Ce faisant, la Haute Juridiction revient sur une position qu’elle avait adoptée en 1991 et à laquelle elle n’avait que très rarement dérogé depuis…

Dans un arrêt du 23 octobre 1991 (n° de pourvoi : 88-43.235) la Cour de cassation avait pu considérer que le non-respect par l’employeur de la procédure légale de licenciement entraînait nécessairement, pour le salarié, un préjudice dont il appartenait au conseil des prud’hommes d’apprécier l’importance.
Pour la première fois, on voyait apparaitre dans un arrêt de la chambre sociale de la Cour de cassation l’expression « cause nécessairement un préjudice ».
Dans cet arrêt, les juges créaient au profit du salarié dont la procédure de licenciement n’avait pas été respectée une « présomption de préjudice » qui emportait nécessairement une indemnisation du seul fait de la constatation de l’existence du fait générateur.

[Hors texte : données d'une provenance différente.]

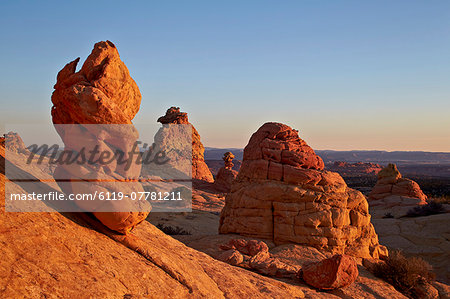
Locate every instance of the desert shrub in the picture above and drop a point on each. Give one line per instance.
(431, 208)
(388, 215)
(404, 273)
(171, 230)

En l’espèce, le salarié n’avait qu’à démontrer le non-respect de la procédure de licenciement pour se voir indemnisé sans avoir ni à prouver l’existence de son préjudice, ni même à établir un lien de causalité entre les deux éléments.
Cette position consistant en la mise à l’écart des mécanismes classiques du droit des obligations a rencontré un franc succès en droit du travail si bien qu’elle a très vite été étendue à d’autres cas de figure jusqu’à presque s’ériger au rang de principe en matière de réparation des préjudices nés de la violation des dispositions du Code du travail !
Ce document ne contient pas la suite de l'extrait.